In order to learn more about the situation, the DLO team opens the rest of the package. Upon opening the brown wrapping paper, the team finds a beautiful painting. Assuming the piece was one of Danny’s, they take the piece to a gallery where they learn that Danny was a promising painter who exploded onto the New York art scene before tragically losing his life in a fire. The team also learns that the painting is one part of a 3-paneled triptych. Shane researches the piece and discovers that in its entirety, the piece tells the story of Danny’s past, present, and future. In the final panel Danny sent to his father, Danny painted a small figure in the corner. Upon closer inspection, it becomes obvious that the small figure is a baby. With this information in hand, the team has to tell Henry that he has a grandchild, but first they have to tell him that his son is dead.

Before the team talks to Henry, the saga of “Renita Hayweather, Frontier Duchess” needs to be addressed. At the expense of actually supervising, Cora is completely entranced with Rita’s novel. What’s more, as Cora gets deeper into the story, it become obvious that the novel is a fantasy representation of Rita’s actual infatuation for Norman. For her part Cora attempts to help Norman realize what’s going on, but his innocence and naiveté keep him blissfully unaware. As Cora reaches the last page of Rita’s book, she makes one final attempt to help Norman see how Rita feels about him. While well meaning, Cora’s efforts only reveal the enormity of Rita’s heart. And while Norman remains completely unaware, Cora consoles Rita by telling her not to worry about anything, because she is magnificent.

With the final page turned on the Duchess, Shane and Oliver head off to find Henry. As any father would be, Henry is devastated to hear of his son’s death. But hope springs eternal and Henry is buoyed by the prospect of meeting his grandchild. It’s then that Shane decides to set up an online meeting between Henry, his daughter-in-law, and his granddaughter. As Henry and his daughter-in-law Sarah talk, the 2 other pieces of Danny’s final triptych hang in the background. Henry offers to send the last piece back, but Sarah counters, asking him bring the painting when he comes to meet his granddaughter.

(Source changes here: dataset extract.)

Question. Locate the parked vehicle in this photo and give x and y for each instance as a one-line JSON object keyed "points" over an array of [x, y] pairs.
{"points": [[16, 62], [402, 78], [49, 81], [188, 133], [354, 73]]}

While Henry and Sarah get acquainted, Oliver and Shane revel in a job well done. But the mood immediately darkens when Oliver tells Shane that he is pulling out of the dance recital. Despite all their hard work and the obvious chemistry between them, Oliver reveals that he only intended to take a few lessons. Oliver then goes on to confide in Shane that his ex-wife had given him the dance lessons as a gift several years earlier. Oliver believes that his reluctance to take the lessons contributed to his wife’s decision to leave him. What’s more, it is Oliver’s hope that someday his wife will return to him and he’ll be able to dance with her. Shane holds back her emotions, saying simply, “We were good together.” Olive returns to the DLO office and sits down at his desk. Looking at his calendar where he has written “our anniversary,” Oliver tears off that date and crumples it in his hand.